Kasur rusak, lemari tua, meja kecil di sebelah ranjang dan sebatang lilin kecil di atas meja tersebut menjadi furnitur yang terpajang di kamar gelap itu– meski tak gelap sebab adanya lilin kecil sebagai penerang. Jendela pun tampak usang, penuh debu dan jaring laba-laba.
Di atas ranjang itu berbaring pemuda yang lemah tak berdaya. Kepalanya terbalut perban, sama halnya dengan dada kirinya. Mata kiri pemuda itu pun tak luput dari luka– meski telah kering, namun dia tak akan dapat menggunakannya dalam waktu yang lama. Bisa saja mata kirinya buta selamanya.

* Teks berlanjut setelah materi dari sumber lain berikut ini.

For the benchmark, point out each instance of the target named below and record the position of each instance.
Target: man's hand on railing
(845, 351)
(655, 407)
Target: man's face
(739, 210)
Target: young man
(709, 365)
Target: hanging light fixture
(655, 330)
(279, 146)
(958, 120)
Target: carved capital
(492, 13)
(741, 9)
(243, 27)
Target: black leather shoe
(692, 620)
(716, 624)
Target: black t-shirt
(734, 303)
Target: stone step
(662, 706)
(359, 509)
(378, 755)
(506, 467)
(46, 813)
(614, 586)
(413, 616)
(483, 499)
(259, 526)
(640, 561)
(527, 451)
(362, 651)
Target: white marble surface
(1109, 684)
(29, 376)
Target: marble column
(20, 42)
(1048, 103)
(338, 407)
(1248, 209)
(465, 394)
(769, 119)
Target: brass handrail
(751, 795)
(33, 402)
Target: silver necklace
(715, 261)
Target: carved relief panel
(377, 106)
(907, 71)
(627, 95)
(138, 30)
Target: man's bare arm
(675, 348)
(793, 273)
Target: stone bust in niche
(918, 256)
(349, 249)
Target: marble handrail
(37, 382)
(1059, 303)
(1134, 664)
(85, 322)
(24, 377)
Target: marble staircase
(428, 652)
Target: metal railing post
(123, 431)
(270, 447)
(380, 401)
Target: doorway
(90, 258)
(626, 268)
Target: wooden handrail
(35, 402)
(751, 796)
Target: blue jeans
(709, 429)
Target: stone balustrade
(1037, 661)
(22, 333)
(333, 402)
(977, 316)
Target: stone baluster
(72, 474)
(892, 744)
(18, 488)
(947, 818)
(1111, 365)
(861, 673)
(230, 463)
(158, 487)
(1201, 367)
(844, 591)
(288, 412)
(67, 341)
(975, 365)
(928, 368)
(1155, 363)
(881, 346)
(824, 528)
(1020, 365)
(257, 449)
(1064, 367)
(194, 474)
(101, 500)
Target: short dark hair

Kelopak mata kanan pemuda itu perlahan terbuka, sorot remang cahaya lilin adalah yang pertama menyambutnya. Lalu, hal kedua yang dia lihat ialah sebuah kursi renta dari kayu yang telah lapuk.
"Dimana ini?"
Pemuda itu bertanya-tanya, tak tahu dia ada dimana sekarang. Dia gerakkan lehernya agar mata kanannya dapat melihat ke sekeliling. Hanya pemandangan kamar yang gelap dan kelam.
"Semuanya gelap... tak terang... "
Pemuda itu membatin, perasaan tak nyaman mulai menjalar dalam hatinya. Sudah sewajarnya manusia takut akan gelap, bukan? Apalagi jika kau menemukan dirimu sendiri terbangun dalam kondisi terluka dan berbaring di kamar gelap yang asing bagimu.
"Kenapa aku bisa ada disini?"
Pintu berderik kala pemuda itu tengah bertanya-tanya pada dirinya sendiri. Langkah kaki terdengar memasuki kamar dan mendekat ke arah sang pemuda.
Dengan mata kanannya pemuda itu pandanf ke arah suara langkah kaki itu terdengar. Rupanya, seorang gadis Priest yang memasuki kamar sang pemuda.
"Sudah bangun, ya? Aku senang melihatnya."
Si gadis duduk di atas kursi yang ada di sebelah ranjang. Dia melipat tangan di atas paha sambil menebar senyum pada sang pemuda. Manis, itulah yang pertama kali terlintas di benak sang pemuda. Kala dia pandang mata Priest itu, sepasang manik biru terang lah yang dia dapati. Rambut sang Priest berwarna pirang, panjang se tengkuk.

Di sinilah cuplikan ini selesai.